When we identify the sin in our lives, we need to be aggressive in removing the temptation to sin.  We can be tempted to grade sins in order of destructiveness. We all agree that murder and violence are bad, but we domesticate other sins, cultural and “acceptable” sins that we allow room in our lives. No sin should have any part in our lives. Jesus wants us to aggressively remove them all.  

Hate It

The problem is that we don’t value holiness and purity enough to be aggressive with the sin in our lives. We accommodate, we compromise, we justify, all the while living in darkness, far from the joy and the peace that Jesus has for us.

We wonder why there is no answer to our prayers and no victory in our lives, but we are compromising with the world.

Do we hate sin enough to remove the thing that enables us to sin? It might be our cable service, our smart phone, or our shopping habits. It may be our job or our friends. Whatever is tempting us to sin needs to be cut off and permanently removed. Hate sin enough to take drastic action.

Sacrifice It

The Christian life inevitably involves sacrifice (see Romans 12:1. Jesus is talking about this sacrifice when he discusses saltiness in verses 49-50. In ancient times, salt had impurities that could cause it to lose its flavor, thus rendering it useless. Once a Christian loses the character of Christ, because of impurity, we become useless in the kingdom.

This is not about losing one’s salvation but one’s effectiveness. A Christian who compromises with the world has lost the ability to impact the world for the kingdom of God. Compromise creeps in slowly and infects the body.
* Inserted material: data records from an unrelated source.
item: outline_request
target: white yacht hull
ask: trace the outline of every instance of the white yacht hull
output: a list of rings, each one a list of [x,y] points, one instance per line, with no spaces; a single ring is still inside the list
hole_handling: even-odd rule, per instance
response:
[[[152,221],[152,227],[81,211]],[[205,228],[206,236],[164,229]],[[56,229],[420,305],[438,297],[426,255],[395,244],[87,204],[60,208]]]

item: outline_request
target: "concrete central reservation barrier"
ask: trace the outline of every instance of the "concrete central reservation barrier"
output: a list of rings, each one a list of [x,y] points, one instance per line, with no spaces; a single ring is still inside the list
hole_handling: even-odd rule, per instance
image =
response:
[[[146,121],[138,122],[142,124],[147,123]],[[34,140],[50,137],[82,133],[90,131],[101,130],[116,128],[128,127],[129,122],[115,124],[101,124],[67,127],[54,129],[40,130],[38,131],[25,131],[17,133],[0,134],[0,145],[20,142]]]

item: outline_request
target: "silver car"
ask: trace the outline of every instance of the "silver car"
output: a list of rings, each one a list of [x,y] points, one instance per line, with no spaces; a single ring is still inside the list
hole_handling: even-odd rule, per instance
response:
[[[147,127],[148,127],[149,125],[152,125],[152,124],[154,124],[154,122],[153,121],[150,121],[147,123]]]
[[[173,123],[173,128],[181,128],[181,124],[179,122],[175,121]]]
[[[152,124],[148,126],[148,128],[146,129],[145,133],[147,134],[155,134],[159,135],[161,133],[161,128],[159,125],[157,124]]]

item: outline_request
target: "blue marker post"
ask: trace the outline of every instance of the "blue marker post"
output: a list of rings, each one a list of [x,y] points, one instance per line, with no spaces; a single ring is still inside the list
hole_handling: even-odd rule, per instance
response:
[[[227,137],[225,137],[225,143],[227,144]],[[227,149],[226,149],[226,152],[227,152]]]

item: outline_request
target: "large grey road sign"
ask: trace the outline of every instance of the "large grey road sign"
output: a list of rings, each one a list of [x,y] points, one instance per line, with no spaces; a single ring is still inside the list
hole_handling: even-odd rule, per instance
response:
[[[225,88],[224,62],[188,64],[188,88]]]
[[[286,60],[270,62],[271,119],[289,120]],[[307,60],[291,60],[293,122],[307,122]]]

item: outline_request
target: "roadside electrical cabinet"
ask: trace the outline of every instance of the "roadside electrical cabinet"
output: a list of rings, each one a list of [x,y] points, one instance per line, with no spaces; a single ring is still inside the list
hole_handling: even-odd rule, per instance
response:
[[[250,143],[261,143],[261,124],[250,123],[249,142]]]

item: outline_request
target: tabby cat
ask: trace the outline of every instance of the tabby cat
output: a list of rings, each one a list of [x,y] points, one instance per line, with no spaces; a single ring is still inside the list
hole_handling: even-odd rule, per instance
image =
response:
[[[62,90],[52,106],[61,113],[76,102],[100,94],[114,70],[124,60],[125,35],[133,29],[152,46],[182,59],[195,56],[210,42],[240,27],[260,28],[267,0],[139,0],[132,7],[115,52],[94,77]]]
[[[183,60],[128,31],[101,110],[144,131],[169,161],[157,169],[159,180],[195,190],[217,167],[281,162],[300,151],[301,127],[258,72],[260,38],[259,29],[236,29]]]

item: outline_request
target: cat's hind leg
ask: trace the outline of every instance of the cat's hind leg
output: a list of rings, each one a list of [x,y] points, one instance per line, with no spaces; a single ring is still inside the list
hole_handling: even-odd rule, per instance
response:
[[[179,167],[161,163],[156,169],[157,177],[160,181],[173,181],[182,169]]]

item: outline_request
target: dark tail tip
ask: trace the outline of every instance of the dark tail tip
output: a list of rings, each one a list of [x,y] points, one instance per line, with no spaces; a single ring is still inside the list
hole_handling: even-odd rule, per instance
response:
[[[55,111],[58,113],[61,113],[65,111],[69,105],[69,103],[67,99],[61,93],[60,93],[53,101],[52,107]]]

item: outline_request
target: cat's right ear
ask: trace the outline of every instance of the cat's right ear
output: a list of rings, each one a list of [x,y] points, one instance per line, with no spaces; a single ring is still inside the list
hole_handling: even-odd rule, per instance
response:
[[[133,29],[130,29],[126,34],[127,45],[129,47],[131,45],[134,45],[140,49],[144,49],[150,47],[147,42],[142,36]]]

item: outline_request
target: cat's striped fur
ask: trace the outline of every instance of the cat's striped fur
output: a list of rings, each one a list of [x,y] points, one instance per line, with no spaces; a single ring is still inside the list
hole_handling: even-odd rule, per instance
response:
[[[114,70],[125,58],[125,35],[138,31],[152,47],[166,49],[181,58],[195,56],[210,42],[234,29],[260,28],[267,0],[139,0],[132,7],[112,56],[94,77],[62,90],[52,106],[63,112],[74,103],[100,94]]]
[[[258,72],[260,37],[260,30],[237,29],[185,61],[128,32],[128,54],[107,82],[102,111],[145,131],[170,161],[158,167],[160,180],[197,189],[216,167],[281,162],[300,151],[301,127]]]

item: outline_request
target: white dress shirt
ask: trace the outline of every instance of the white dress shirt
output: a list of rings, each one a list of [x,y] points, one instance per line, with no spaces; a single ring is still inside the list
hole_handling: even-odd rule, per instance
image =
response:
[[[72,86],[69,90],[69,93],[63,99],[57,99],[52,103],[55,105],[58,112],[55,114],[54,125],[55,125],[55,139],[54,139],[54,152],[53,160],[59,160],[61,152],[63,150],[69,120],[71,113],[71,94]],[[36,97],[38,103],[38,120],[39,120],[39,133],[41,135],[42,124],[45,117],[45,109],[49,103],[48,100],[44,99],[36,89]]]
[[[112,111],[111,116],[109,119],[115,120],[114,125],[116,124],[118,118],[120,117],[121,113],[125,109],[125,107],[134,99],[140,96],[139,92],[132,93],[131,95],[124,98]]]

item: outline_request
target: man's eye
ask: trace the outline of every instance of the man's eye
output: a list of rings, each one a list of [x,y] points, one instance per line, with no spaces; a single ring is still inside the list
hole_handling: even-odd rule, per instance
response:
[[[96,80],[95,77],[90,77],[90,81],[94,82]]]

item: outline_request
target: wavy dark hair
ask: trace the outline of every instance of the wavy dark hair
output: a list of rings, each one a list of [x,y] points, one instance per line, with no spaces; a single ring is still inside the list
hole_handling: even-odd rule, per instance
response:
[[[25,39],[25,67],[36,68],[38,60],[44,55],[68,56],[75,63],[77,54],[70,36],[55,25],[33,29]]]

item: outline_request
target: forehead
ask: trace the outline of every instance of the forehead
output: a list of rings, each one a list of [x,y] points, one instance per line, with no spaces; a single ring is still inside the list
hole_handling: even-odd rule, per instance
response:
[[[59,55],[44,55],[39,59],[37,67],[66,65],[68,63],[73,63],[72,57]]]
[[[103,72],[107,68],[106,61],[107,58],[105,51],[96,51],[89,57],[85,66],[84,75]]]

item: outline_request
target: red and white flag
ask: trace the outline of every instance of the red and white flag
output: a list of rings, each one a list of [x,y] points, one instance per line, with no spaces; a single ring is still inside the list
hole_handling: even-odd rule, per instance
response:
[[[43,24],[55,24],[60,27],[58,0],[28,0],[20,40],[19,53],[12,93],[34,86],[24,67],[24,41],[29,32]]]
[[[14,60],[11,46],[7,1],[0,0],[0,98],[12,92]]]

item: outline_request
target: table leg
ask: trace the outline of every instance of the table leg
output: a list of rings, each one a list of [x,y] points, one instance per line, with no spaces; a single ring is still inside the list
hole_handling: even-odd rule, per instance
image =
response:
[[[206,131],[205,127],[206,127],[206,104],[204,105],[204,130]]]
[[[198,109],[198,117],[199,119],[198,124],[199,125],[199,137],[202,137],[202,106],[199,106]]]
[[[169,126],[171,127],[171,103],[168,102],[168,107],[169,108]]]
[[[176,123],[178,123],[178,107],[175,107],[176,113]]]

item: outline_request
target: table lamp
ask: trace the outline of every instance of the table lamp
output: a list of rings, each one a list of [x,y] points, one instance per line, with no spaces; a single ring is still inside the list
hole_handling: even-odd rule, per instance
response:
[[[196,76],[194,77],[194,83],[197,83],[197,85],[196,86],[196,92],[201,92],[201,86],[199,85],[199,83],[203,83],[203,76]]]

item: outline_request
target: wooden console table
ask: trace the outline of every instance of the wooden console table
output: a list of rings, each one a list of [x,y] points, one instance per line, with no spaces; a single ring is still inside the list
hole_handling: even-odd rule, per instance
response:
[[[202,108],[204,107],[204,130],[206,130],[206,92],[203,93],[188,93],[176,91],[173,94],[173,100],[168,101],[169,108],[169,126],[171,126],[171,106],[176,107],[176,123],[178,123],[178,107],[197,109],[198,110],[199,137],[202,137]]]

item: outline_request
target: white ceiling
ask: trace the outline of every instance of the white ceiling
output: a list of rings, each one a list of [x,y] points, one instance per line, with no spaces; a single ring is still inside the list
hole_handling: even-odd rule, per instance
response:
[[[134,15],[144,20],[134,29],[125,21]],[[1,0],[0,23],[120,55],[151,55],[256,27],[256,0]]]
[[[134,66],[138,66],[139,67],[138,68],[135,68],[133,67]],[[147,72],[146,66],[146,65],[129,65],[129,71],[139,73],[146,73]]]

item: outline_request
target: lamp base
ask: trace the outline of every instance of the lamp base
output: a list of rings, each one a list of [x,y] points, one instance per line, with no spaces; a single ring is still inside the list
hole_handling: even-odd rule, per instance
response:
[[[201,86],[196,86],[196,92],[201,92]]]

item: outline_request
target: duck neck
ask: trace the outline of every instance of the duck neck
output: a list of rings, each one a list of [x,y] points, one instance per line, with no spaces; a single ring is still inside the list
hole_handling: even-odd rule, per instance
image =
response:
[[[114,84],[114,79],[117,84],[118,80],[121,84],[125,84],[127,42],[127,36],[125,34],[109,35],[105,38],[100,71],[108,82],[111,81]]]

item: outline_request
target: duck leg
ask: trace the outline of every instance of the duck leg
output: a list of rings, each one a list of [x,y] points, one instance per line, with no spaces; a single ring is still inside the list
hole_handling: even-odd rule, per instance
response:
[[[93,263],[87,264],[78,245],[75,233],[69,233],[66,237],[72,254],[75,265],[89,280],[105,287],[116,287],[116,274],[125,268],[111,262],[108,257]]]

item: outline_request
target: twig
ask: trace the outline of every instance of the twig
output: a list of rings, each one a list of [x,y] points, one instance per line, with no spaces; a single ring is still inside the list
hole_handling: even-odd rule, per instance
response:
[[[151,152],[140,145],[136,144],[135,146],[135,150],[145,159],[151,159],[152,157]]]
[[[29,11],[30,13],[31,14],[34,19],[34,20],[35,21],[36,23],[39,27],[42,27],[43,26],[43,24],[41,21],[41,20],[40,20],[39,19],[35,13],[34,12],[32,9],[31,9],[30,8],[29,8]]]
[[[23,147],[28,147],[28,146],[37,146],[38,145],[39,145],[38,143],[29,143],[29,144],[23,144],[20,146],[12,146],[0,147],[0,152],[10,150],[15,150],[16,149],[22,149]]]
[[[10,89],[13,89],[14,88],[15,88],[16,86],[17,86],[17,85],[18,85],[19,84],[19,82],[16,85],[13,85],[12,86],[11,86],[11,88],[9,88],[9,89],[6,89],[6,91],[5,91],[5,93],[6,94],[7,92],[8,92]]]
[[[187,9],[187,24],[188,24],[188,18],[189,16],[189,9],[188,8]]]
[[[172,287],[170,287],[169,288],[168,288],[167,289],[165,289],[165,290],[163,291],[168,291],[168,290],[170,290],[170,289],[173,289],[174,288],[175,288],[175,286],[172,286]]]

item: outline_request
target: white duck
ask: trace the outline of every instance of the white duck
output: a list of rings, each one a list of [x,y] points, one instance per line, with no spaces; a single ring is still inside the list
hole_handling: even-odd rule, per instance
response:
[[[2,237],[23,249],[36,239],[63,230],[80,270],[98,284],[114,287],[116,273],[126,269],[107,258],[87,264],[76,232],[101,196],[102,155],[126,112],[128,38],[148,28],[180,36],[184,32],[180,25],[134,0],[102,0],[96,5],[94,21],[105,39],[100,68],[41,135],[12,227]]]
There is no corner of our lives that we should not invite the scrutiny of the Holy Spirit to inspect and to convict us of sin. Ambition, pride, lust, greed, covetousness, gossip, slander, laziness, an angry temper, and more must be exposed and brought into the light if we are to live fully alive and effective for Jesus Christ.

Confess It

But there is incredibly good news. Jesus took our sins and paid the price that enables us to live in the light. When Jesus went to the cross, he went to be the perfect and final sacrifice for our sins.

Romans 2:4 reminds us that it is the kindness of God that leads us to repentance and for all who repent of their sins, we are promised forgiveness and cleansing from all our sins (see 1 John 1:9).

Confession is the key. Confession needs to be part of our daily spiritual disciplines.

Sin is serious, but forgiveness, freedom and peace are available through Jesus Christ.